La pintoresca ciudad de Offida, conocida por sus murallas almenadas, en la región italiana de las Marcas, a la distancia de cuatro siglos fue la cuna de dos ilustres franciscanos: el beato Conrado y el beato Bernardo. Conrado nació hacia el año 1241. A los 15 años ingresó en la orden de los Menores fundada por san Francisco de Asís. Su vida terrena tiene mucho en común con el gran Antonio de Padua, quien, procedente de Lisboa, se despojó de su ciencia por amor a la humildad y la pobreza.
Tras haber comenzado los estudios en el convento de Áscoli, Conrado renunció a continuarlos, a pesar de sus cualidades intelectuales, prefiriendo dedicarse a los trabajos más humildes. Fue cocinero, limosnero, portero. Amaba la obediencia, robando tiempo al sueño para dedicarse a la oración. Lo enviaron al convento de Forano, donde convivió diez años con el beato Pedro de Treia. De este periodo se cuenta la anécdota de un lobo perseguido por perros y cazadores, al que el beato Conrado protegió y amansó. Por su vida ejemplar, el ministro general fray Jerónimo de Áscoli lo destinó a la ermita del boscoso monte de la Verna, el "calvario" de san Francisco,
A donde quiera que iba se ponía a disposición de los superiores para cualquier trabajo, aunque prefería los lugares sugestivos y apropiados para la contemplación. Pero la orden no lo necesitaba sólo para fregar cacharros. Al final le ordenaron completar los estudios para ordenarse sacerdote y dedicarse al ministerio de la predicación. A pesar de la sorprendente e inesperada eficacia de su apostolado, nunca se dejó llevar por el orgullo ni por la vanagloria. Más bien seguía considerándose el menos preparado, el más retrasado y menos ingenioso de los hijos de san Francisco.
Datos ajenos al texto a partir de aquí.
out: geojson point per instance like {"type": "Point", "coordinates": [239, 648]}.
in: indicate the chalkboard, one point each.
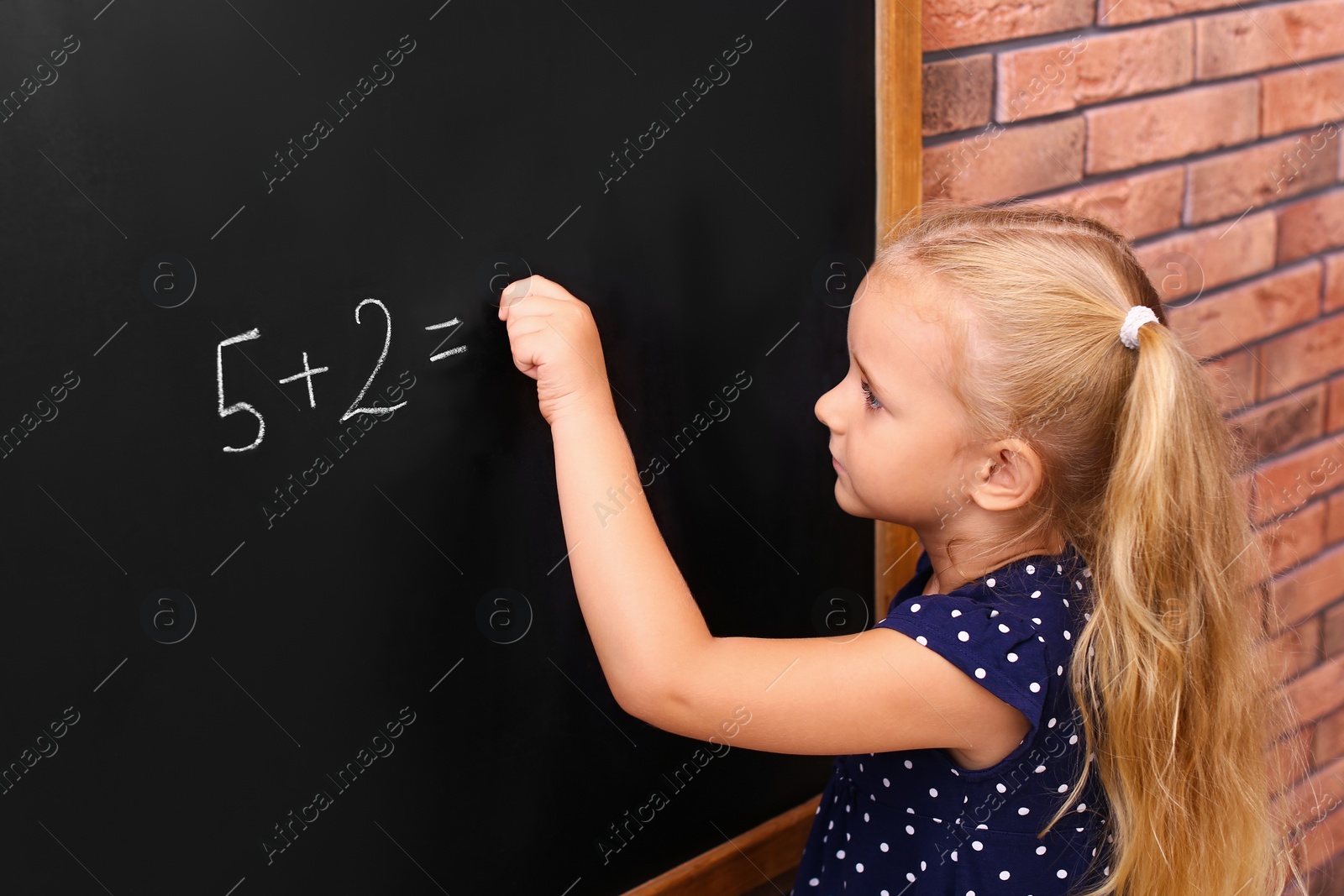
{"type": "Point", "coordinates": [286, 589]}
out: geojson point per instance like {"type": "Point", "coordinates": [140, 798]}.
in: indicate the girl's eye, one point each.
{"type": "Point", "coordinates": [869, 399]}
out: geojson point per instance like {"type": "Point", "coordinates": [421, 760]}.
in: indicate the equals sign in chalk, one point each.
{"type": "Point", "coordinates": [454, 324]}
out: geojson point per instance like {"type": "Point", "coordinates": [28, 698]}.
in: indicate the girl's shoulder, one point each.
{"type": "Point", "coordinates": [1011, 631]}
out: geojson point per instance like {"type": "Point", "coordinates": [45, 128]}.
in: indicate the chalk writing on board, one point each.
{"type": "Point", "coordinates": [387, 342]}
{"type": "Point", "coordinates": [237, 406]}
{"type": "Point", "coordinates": [436, 355]}
{"type": "Point", "coordinates": [308, 372]}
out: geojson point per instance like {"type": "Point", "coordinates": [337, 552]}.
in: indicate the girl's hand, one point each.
{"type": "Point", "coordinates": [554, 340]}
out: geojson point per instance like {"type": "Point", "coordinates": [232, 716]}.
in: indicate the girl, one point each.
{"type": "Point", "coordinates": [1068, 694]}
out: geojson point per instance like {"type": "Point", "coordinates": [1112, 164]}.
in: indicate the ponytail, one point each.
{"type": "Point", "coordinates": [1169, 673]}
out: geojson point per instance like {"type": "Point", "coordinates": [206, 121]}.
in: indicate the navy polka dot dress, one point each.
{"type": "Point", "coordinates": [913, 822]}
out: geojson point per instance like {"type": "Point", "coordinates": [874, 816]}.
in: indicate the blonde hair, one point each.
{"type": "Point", "coordinates": [1169, 673]}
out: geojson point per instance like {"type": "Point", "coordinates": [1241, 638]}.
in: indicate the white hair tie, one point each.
{"type": "Point", "coordinates": [1137, 316]}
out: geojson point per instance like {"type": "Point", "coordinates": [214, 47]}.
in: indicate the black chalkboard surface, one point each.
{"type": "Point", "coordinates": [286, 606]}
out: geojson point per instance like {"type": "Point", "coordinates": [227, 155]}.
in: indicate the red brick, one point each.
{"type": "Point", "coordinates": [1230, 183]}
{"type": "Point", "coordinates": [1332, 631]}
{"type": "Point", "coordinates": [1328, 739]}
{"type": "Point", "coordinates": [1334, 282]}
{"type": "Point", "coordinates": [1335, 519]}
{"type": "Point", "coordinates": [1296, 649]}
{"type": "Point", "coordinates": [1186, 264]}
{"type": "Point", "coordinates": [1136, 132]}
{"type": "Point", "coordinates": [1062, 76]}
{"type": "Point", "coordinates": [1303, 97]}
{"type": "Point", "coordinates": [1312, 799]}
{"type": "Point", "coordinates": [1289, 759]}
{"type": "Point", "coordinates": [1317, 691]}
{"type": "Point", "coordinates": [1003, 163]}
{"type": "Point", "coordinates": [1281, 425]}
{"type": "Point", "coordinates": [1268, 36]}
{"type": "Point", "coordinates": [1310, 226]}
{"type": "Point", "coordinates": [1136, 206]}
{"type": "Point", "coordinates": [1335, 410]}
{"type": "Point", "coordinates": [1289, 542]}
{"type": "Point", "coordinates": [961, 23]}
{"type": "Point", "coordinates": [1310, 587]}
{"type": "Point", "coordinates": [1308, 354]}
{"type": "Point", "coordinates": [1231, 379]}
{"type": "Point", "coordinates": [1233, 317]}
{"type": "Point", "coordinates": [1115, 13]}
{"type": "Point", "coordinates": [1323, 840]}
{"type": "Point", "coordinates": [1285, 485]}
{"type": "Point", "coordinates": [958, 93]}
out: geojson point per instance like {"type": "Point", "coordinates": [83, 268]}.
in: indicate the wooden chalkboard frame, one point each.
{"type": "Point", "coordinates": [756, 859]}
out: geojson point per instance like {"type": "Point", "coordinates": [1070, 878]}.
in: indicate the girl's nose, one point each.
{"type": "Point", "coordinates": [823, 407]}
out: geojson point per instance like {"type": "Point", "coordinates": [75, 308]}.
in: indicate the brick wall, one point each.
{"type": "Point", "coordinates": [1206, 132]}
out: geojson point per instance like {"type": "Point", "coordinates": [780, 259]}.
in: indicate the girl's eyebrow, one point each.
{"type": "Point", "coordinates": [873, 383]}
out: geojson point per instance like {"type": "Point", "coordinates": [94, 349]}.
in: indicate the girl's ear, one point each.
{"type": "Point", "coordinates": [1007, 474]}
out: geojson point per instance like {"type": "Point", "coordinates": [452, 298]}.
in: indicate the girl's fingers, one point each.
{"type": "Point", "coordinates": [534, 286]}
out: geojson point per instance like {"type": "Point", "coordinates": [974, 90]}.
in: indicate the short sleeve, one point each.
{"type": "Point", "coordinates": [998, 647]}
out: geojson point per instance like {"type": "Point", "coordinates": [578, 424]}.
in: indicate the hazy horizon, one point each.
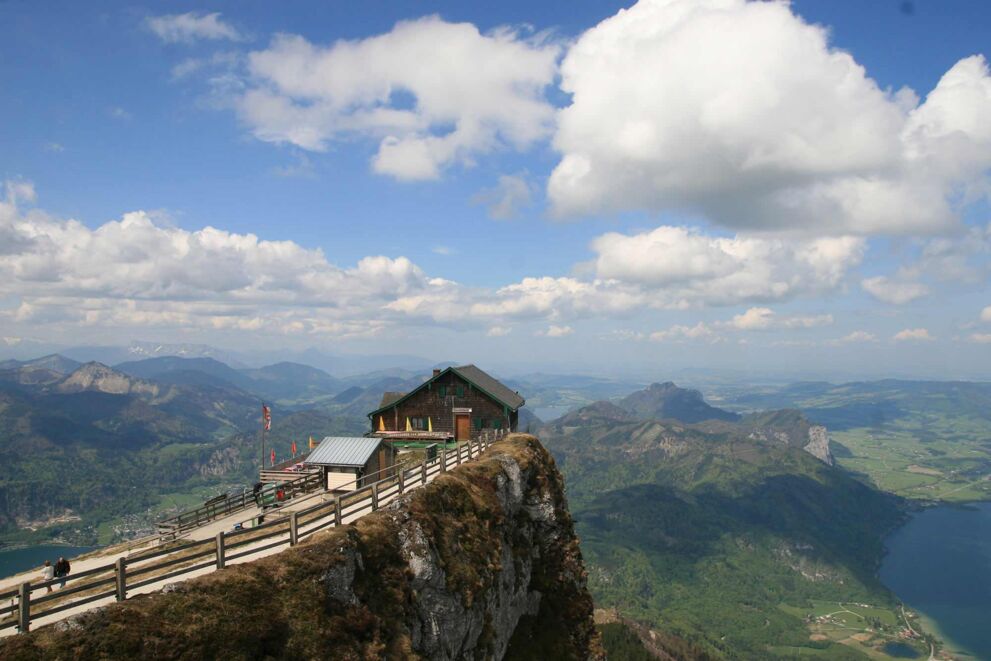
{"type": "Point", "coordinates": [597, 188]}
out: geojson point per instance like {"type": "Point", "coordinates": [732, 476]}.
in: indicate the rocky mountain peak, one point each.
{"type": "Point", "coordinates": [98, 377]}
En 1294 obtuvo del papa san Celestino V permiso para pasar algún tiempo entre los ermitaños celestinos. Durante estos años mantuvo también relación epistolar con el líder "espiritual" Pedro Juan Olieu, el reformador franciscano sospechoso de errores heréticos en sus escritos sobre la cuestión de la pobreza evangélica. Sus relaciones con él se limitaron, sin embargo, a los deberes de la fraternidad. Cuando Bonifacio VIII suprimió la congregación de los celestinos, Conrado regresó a la orden franciscana. Una antigua inscripción en el tugurio de Rivotorto, cuna de la orden franciscana, recuerda que allí vivió algún tiempo, retirado en completa soledad.
En más de cincuenta años llevó un solo hábito, y nunca usó sandalias. En sus correrías apostólicas predicaba la palabra de Dios por pueblos, ciudades y aldeas, suscitando numerosas conversiones. Tras muchos años de penitencia y gran austeridad, la muerte lo sorprendió en 1306 en Ísola Romanesca, actual Bastía Umbra, en la llanura de Asís. Catorce años después, sus restos fueron robados por el ejército de Perugia. Desde entonces reposan en el oratorio de San Bernardino. Pío VII aprobó su culto en 1817.
En la imagen: Oratorio de San Bernardino, en la plaza de San Francisco, Perugia, donde se encuntra la tumba del beato.